Writers also opined that number of HBOT sessions was insufficient for about 25% of our population and therefore up to 25% of those in our study did not receive HBOT (2,3). A claim was made that therapeutic HBOT requires 30–40 treatments (3). This is problematic in general for both efficacy and effectiveness studies. Intention-to-treat treatment assignment, a hallmark of efficacy studies, is determined at the time of randomization and not after the patient has achieved a minimum exposure. Requiring 40 exposures could be part of a per protocol analysis but, based on the letters, would require a patient to receive several weeks of treatment. As a result, those who did not receive 40 exposures, even those that healed, would have to be removed from the analysis resulting in biased estimates. This seems unreasonable and unusual for a wound care study (7,8). There were concerns that too many subjects were excluded during the 4-week initiation phase of our study (about 57% of potentially eligible subjects were analyzed) (2). Exclusions were made prior to analysis and based on previous studies, mainly to exclude patients that presented with limbs that required immediate amputation, to exclude patients who presented for single visit consultations, and to exclude patients who healed in less than 4 weeks and would not have been eligible for HBOT. Notably, our exclusion percentage was similar to the 55% of eligible subjects analyzed in the RCT by Löndahl et al. (9). As noted in our title, HBOT was not used as a single therapy (2).

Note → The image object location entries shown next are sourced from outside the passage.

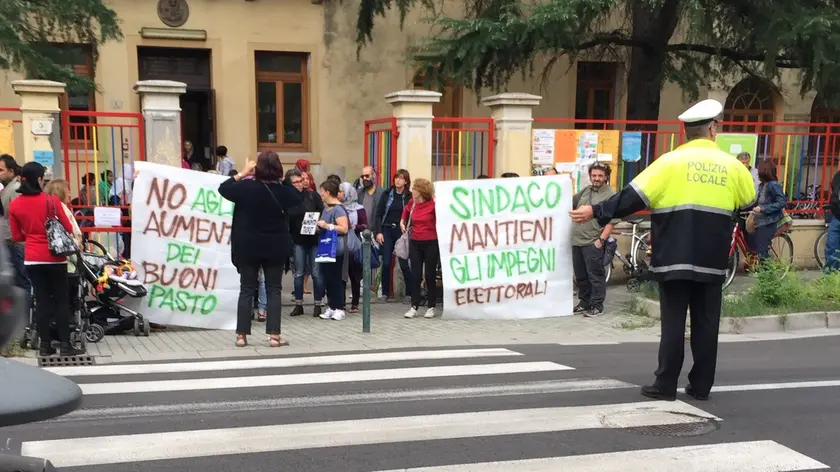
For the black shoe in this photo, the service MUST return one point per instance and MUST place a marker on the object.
(67, 350)
(689, 390)
(297, 311)
(593, 313)
(652, 392)
(45, 349)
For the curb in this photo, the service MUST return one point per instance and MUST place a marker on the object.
(764, 324)
(780, 323)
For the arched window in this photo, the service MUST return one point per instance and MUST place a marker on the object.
(750, 105)
(823, 146)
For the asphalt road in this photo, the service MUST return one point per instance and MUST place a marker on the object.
(554, 407)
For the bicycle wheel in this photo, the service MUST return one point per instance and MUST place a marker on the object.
(781, 249)
(731, 269)
(819, 249)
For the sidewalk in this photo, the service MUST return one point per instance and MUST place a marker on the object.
(388, 330)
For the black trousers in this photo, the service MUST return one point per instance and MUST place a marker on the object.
(52, 300)
(703, 300)
(424, 257)
(590, 277)
(248, 285)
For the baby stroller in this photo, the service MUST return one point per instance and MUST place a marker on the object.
(82, 331)
(108, 287)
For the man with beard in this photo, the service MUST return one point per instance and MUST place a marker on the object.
(9, 178)
(588, 241)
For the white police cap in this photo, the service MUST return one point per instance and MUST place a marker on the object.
(705, 110)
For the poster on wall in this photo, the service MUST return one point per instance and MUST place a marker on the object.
(505, 247)
(543, 147)
(180, 246)
(631, 146)
(736, 143)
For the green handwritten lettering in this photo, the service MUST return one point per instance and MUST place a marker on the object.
(183, 253)
(210, 202)
(483, 202)
(181, 300)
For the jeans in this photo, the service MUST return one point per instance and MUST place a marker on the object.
(424, 257)
(261, 292)
(52, 300)
(390, 237)
(333, 283)
(248, 285)
(304, 263)
(832, 245)
(763, 235)
(588, 265)
(21, 278)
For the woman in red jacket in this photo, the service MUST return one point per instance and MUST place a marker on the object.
(27, 219)
(423, 254)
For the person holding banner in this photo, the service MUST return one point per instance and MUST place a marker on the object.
(692, 192)
(260, 239)
(334, 218)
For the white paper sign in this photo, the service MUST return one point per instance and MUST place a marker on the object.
(180, 246)
(310, 223)
(543, 147)
(107, 217)
(506, 247)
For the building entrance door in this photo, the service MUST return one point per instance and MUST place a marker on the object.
(198, 111)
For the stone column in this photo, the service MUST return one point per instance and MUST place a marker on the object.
(41, 124)
(413, 111)
(512, 113)
(161, 106)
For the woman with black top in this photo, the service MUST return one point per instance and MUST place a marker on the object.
(386, 225)
(260, 239)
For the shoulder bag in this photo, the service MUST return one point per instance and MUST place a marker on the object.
(59, 240)
(401, 246)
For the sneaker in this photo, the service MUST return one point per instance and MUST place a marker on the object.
(297, 310)
(593, 313)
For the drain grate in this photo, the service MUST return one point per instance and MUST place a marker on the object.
(65, 361)
(661, 423)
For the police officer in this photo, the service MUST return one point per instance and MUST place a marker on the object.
(692, 193)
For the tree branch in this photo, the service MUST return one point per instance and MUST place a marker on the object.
(782, 62)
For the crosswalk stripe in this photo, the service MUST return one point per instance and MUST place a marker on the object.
(317, 378)
(255, 439)
(269, 363)
(752, 456)
(542, 387)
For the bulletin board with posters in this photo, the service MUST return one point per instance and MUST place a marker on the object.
(574, 151)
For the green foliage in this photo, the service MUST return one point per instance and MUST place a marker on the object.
(35, 36)
(774, 294)
(688, 42)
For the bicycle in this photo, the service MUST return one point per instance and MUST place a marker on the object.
(740, 247)
(636, 262)
(822, 239)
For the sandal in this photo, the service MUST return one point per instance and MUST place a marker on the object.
(277, 341)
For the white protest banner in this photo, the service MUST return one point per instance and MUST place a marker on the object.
(180, 246)
(505, 247)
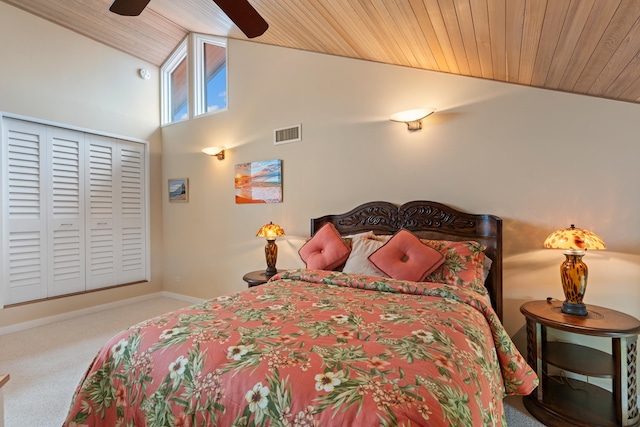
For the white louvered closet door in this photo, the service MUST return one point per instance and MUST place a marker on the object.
(66, 194)
(132, 211)
(102, 265)
(24, 200)
(116, 232)
(74, 211)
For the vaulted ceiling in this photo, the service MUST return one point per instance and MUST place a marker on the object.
(589, 47)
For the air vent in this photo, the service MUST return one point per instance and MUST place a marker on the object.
(287, 135)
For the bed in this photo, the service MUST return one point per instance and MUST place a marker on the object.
(330, 346)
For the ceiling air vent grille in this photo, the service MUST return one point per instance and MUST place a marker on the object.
(287, 135)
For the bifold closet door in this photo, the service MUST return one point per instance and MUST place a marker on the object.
(116, 231)
(66, 230)
(24, 200)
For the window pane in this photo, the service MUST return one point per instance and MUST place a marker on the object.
(179, 92)
(215, 77)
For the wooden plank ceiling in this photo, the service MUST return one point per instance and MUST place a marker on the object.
(589, 47)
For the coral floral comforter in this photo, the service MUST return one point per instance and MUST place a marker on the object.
(310, 348)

Finally, we never state that HBOT does not have physiologically helpful benefits and even cite the treatment of osteoradionecrosis of the jaw in which proper use including proper timing of HBOT is essential (4). As an analogy, many studies of cytokines that had strong physiological foundations were found not to be efficacious in RCTs (10). We never state that HBOT should not be used.

We strongly encourage others to plan new studies so that we can continue to shed more light on the effectiveness of HBOT. If our study along with efficacy studies like that by Löndahl et al. is correct, then it is vitally important for users of HBOT to carefully consider how they use HBOT and how they manage those that receive it (4,9). We look forward to reading new studies of HBOT.

No potential conflicts of interest relevant to this article were reported.